Here comes the parade

Ben was surrounded (in a socially distanced way) by family Saturday afternoon.

There were some friends, too, and people he didn’t know. They were neighbors of his grandmother’s in the housing development off Brookhaven Road, where it all commenced.

Ben has gotten to be very intuitive and observant, in his emergence from all the shadows of autism, but the kid never saw this one coming.

Not only was it a surprise party for his 13th birthday – it was a surprise party for his 13th birthday involving a full-on, gosh-darned, genuine parade, with lights, sirens and tossing candy.

Pretty good for guy who once couldn’t tolerate loud noises and crowds.

Kelly Watkins was there, too.

She got to know Ben last year as aide assisting him with his day-to-day at Mountaineer Middle School before COVID-19 clamped it all down.

Now, she’s one of the family. She babysits and does what she can, including parade-planning.

“Parades are his favorite thing,” she said.

That, plus classic Disney movies and “Blue’s Clues,” the kids’ show about the intrepid pup of the same name and hue who puts her paw print of a set of clues for viewers to decipher every episode.

As a student, Watkins said, Ben – perhaps allowing for his autism – prefers the scritch-scritch-scritch of a pencil on paper while doing his assignments, rather than the texture and antiseptic-clicks of a computer keyboard.

“That kid,” she said. “He’s a joy. And every day he overcomes a challenge.”

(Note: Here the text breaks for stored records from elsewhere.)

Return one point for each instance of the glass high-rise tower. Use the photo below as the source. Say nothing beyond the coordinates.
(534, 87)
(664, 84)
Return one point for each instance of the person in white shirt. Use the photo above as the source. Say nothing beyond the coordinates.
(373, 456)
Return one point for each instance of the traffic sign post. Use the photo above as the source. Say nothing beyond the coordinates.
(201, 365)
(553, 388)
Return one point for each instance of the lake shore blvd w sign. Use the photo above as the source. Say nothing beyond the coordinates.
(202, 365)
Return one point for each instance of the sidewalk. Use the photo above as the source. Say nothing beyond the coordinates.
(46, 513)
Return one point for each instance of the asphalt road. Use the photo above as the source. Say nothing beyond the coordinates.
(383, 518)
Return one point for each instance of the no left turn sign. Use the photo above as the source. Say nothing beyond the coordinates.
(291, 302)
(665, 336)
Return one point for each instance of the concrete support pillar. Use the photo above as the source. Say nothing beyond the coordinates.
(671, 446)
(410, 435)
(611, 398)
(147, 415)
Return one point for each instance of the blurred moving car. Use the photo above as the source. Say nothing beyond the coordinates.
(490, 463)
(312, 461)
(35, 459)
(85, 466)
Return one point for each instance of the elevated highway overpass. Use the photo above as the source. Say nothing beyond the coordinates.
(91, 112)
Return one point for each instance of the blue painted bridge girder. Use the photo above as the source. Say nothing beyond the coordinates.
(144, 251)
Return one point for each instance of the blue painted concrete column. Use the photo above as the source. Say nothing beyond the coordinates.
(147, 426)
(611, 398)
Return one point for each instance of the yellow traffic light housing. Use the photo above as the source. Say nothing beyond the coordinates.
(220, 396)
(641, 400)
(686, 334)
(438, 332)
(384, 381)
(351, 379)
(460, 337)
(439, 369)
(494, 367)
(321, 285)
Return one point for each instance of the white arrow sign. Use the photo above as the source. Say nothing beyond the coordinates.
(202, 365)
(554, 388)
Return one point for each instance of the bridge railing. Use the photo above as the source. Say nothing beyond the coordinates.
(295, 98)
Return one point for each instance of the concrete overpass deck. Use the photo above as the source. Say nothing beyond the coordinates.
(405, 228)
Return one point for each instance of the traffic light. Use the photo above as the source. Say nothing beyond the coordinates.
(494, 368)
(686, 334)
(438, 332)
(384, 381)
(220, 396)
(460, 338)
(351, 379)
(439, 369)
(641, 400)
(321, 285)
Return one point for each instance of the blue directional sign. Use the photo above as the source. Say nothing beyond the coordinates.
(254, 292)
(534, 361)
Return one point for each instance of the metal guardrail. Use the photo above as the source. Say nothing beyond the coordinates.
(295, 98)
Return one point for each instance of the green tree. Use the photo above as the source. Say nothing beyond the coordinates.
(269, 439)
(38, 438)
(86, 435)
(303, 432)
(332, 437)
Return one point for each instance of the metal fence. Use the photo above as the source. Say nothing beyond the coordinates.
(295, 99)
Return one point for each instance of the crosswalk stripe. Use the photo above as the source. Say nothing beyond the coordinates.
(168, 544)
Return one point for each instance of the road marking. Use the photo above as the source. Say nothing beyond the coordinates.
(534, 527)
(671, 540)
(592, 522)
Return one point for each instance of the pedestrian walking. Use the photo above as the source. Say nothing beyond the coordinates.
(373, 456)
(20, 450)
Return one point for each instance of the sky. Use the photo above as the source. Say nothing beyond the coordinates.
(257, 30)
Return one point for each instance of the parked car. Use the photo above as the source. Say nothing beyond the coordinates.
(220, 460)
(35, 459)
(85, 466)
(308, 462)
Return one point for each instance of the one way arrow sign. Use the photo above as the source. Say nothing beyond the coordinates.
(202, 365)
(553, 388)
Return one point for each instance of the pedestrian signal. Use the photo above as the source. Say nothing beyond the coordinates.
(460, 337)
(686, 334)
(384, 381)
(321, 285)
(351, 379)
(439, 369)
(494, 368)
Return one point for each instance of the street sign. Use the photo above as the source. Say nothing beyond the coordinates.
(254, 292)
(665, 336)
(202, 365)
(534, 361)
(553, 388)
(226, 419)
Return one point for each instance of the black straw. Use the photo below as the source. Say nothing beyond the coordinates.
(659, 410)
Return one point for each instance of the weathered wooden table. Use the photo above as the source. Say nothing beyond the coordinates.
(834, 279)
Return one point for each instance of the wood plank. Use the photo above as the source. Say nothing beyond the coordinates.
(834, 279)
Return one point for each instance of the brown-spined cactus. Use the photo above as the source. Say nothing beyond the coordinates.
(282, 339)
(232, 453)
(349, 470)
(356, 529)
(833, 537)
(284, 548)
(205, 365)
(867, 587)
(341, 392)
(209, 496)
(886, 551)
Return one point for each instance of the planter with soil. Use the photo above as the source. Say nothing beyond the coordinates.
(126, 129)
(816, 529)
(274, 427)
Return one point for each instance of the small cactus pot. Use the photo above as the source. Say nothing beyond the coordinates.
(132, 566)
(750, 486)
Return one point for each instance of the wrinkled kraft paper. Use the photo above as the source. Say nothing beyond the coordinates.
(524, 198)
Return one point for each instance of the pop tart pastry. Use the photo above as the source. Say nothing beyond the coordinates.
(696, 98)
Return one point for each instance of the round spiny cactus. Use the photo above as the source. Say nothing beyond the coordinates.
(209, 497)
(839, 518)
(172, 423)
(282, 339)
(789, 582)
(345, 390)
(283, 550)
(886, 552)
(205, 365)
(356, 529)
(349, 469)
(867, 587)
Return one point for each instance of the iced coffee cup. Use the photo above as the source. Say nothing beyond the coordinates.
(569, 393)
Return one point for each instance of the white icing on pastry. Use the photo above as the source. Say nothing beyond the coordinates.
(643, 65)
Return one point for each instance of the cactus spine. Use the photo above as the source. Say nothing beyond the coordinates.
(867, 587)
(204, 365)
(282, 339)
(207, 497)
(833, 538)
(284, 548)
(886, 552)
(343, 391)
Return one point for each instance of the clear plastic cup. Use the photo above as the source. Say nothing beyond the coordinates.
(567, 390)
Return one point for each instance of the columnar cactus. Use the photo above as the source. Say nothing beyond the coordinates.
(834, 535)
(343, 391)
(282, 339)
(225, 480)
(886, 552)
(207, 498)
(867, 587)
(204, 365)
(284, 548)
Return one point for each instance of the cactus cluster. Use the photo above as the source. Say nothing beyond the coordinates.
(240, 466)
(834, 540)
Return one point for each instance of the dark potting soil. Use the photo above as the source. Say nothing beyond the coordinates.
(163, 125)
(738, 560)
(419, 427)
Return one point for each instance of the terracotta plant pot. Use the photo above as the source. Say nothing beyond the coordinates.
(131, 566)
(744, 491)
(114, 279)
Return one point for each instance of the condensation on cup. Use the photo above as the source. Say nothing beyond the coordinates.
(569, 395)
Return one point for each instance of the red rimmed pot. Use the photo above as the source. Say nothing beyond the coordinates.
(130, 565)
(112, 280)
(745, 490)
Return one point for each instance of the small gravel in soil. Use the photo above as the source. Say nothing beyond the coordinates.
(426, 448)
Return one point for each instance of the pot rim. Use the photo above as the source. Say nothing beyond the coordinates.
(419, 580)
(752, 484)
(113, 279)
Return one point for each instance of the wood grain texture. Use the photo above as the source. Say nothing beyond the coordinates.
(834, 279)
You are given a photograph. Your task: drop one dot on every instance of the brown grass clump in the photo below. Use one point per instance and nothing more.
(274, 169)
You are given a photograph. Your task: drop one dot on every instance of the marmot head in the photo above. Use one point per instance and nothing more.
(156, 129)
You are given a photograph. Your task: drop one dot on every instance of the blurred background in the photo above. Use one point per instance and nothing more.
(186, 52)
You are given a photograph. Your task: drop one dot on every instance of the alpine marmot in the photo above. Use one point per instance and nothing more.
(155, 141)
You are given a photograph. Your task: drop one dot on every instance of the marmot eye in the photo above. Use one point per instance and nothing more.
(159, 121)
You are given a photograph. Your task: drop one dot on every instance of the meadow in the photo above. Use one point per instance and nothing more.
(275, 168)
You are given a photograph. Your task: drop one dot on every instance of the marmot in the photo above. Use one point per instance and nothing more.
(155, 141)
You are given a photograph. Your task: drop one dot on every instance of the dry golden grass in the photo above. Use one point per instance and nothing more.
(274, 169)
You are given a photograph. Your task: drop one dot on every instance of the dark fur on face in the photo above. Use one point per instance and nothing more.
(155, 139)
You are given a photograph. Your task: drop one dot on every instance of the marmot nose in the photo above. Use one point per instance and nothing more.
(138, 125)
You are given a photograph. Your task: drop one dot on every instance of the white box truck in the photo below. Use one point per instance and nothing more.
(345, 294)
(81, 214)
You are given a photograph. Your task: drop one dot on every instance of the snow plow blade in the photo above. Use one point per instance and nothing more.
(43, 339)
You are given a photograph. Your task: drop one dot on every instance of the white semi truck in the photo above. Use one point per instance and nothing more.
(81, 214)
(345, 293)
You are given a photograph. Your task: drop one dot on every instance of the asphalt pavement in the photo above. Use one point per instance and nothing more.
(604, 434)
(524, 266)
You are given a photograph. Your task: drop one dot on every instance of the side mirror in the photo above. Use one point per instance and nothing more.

Lessons from solitary confinement

Moving to Morgantown, his mom said, was the tipping point – in a good form of the tipping point – for her son.

With the city being a medical hub for the state and region, there are all the resources, she said.

Not that there aren’t days that could be better.

Having to go remote learning hasn’t been easy, Shumiloff said. There are days when Ben still gets angry – she doesn’t count the above-mentioned skirmish with his siblings – and there are days when he still draws in.

But his fingers are free of bite-marks these days.

And, these days, since he can’t dispense hugs, Shumiloff says, he dispenses advice on how to cope with the coronavirus.

“Yeah, he’ll say, ‘The world is sick right now – wear your mask.’ Sounds good to me.

The times that are most poignant, she says, are when she catches him drawing back to moments he experienced when he was 4, the age Nicholas is now.

Such as the welcoming song from long-gone kid camp, when the other kids were singing, and Ben was off to one side – locked in the solitary confinement of his own psyche.

It only looked like he wasn’t comprehending, Shumiloff said. Like Blue and her clues, the information was still being downloaded and catalogued – for a transmission at a later date.

“Ben was in there,” she said. “He was in there the whole time. He just couldn’t get it out.”